Ahead of GLF Climate 2022, which brought together thousands of attendees online and in-person alongside COP27 in Sharm El-Sheik, Egypt, the Global Landscapes Forum held a photo competition to showcase different perspectives on climate change from around the world. Hundreds of photos were submitted, resulting in a shortlist of 36 images that were put in front of our professional judges and discerning audience.
Two winners were picked by the panel of judges, made up of conservation documentary photographer Gab Mejia, commercial photographer Viviane Ponti, storyteller and impact campaign strategist Sydelle Willow Smith, and photographer and National Geographic Explorer Miora Rajaonary. A third image was chosen by the audience, as the recipient of the popular vote.
Here are the stories behind these winning photographs.

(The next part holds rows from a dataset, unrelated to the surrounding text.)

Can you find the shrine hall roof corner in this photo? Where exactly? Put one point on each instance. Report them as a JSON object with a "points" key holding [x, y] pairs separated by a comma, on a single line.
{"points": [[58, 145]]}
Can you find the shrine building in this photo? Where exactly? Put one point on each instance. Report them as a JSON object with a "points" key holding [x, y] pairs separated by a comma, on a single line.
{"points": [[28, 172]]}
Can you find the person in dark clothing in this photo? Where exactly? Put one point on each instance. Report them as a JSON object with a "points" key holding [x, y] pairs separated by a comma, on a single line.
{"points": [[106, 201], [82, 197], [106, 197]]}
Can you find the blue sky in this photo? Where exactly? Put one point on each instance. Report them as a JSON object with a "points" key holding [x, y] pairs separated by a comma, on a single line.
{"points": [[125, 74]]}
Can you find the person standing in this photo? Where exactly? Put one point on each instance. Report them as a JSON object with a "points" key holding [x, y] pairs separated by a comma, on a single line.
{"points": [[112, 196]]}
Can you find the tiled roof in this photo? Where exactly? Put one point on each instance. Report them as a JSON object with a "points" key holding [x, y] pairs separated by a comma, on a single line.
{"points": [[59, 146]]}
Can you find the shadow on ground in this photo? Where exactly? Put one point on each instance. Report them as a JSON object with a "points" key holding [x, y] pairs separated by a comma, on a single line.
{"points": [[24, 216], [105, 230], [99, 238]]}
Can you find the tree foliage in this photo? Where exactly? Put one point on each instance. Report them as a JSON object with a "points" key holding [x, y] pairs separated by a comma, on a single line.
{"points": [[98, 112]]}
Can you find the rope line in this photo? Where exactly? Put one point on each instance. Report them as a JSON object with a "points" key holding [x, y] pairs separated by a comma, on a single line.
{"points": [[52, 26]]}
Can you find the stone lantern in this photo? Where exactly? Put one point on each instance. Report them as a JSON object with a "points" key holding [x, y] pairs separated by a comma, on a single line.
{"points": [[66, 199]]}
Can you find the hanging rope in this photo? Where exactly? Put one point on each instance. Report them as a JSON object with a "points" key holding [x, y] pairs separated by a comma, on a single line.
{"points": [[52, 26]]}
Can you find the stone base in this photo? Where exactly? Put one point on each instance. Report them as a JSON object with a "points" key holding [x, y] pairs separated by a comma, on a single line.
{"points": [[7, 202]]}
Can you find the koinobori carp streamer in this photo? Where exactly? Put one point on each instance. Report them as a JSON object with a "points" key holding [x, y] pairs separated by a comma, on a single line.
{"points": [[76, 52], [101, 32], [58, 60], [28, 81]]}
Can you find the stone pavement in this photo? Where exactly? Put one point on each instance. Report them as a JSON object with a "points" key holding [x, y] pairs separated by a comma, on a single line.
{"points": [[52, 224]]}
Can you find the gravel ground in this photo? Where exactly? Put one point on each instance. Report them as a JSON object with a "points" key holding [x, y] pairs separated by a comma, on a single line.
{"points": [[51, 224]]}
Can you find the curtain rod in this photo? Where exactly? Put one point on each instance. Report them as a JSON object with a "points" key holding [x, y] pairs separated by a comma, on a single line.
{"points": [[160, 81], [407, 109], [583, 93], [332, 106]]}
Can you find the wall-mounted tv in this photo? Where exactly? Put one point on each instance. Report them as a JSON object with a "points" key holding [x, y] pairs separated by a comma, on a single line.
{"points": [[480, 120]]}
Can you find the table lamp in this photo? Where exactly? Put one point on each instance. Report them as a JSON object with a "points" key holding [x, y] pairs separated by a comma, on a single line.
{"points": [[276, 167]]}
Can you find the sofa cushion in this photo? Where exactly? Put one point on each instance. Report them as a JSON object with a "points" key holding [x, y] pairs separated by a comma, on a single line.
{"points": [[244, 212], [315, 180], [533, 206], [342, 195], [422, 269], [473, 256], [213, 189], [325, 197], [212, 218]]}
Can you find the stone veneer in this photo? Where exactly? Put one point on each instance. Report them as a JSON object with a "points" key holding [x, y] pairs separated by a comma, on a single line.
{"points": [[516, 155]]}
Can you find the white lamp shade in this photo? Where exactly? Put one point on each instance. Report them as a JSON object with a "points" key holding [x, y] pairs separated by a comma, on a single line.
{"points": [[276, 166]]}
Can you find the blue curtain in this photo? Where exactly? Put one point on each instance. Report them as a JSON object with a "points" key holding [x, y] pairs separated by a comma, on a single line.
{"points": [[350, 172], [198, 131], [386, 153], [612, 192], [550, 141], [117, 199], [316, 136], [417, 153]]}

The frequency and duration of droughts have increased by nearly a third since 2000, but all the facts and figures in the world don’t give a voice to the people most affected by our changing climate. First prize winner Le Van Vinh created a photo of a grandmother and granddaughter at a dried-up lake in the Vietnamese province of Gia Lai’s Ayun commune, Chu Se district, which captures the harsh reality of what a drought really means for the people living through them.
“In Gia Lai province, this area is the one that is most impacted by drought,” Le Van Vinh tells us. “The driest season of the year is from March to the end of May; at this time, the entire lake region dries up and the lake bed is reduced to cracked soil. If you visit at this time, you will notice the harshness of the area and it will be simple to witness the locals walking for miles to find water for their daily needs in the water holes.”
“I asked the grandma and [grand]daughter to sit in a certain position so that the photograph could accurately capture the harshness in this situation,” Le Van Vinh explains about their winning image. “Since my retirement in 2016, I started to love photography, and since then I often come to this land.”
“I intend to use my passion for photography to support the interests of the authorities at all levels with construction and development initiatives to improve the locals’ economic and cultural well-being. Moreover, I want the communities to come together to support the development of this land,” says Le Van Vinh.
The night after the cyclone known as “Gulab” struck Bangladesh in 2021, Jibon Ahmed was out on assignment, filming a documentary about environmental issues in the Sundarbans. Traveling to Kalir Char, he spotted a dead deer from the road, and after searching for others, realized it was the only one, alone in the mud of the Sundarbans Reserve Forest.
“Increasing salinization is already a problem in Bangladesh’s southwest coastal area,” Jibon Ahmed explains. “[The] salinization of rivers and soils will become an even greater issue as a consequence of climate change-induced sea level rise. Global climate change threatens almost all of the Sundarbans’ animals and plants,” he says.
“As coastal surges flooded the majority of the mangrove forest with saltwater, freshwater ponds in the Sundarbans became salinized,” according to Jibon. “I was thinking about ‍all of these issues both before and after I shot the photograph.”
When Dipayan Bose got the news of severe flooding due to Cyclone Yaas in May 2021 – also in the Sundarbans – he grabbed his gear and headed out to document the disaster and its impact on coastal people.
“Most of the river embankments were broken by the high tides of the sea in the coastal village areas of Sundarbans. This man was standing inside his half-submerged home [and had] lost all the household belongings in the flood.”
“[The image] was not planned. I found the subject randomly while taking images inside a washed-away village. I was also standing half submerged in the water. My first and foremost goal for this image was to show the global community about the rapid climate crisis effects on the Sundarbans and the hardships faced by the coastal people.”
“They are gradually losing their ancestral lands and becoming climate migrants.”
Some quotes have been edited for clarity.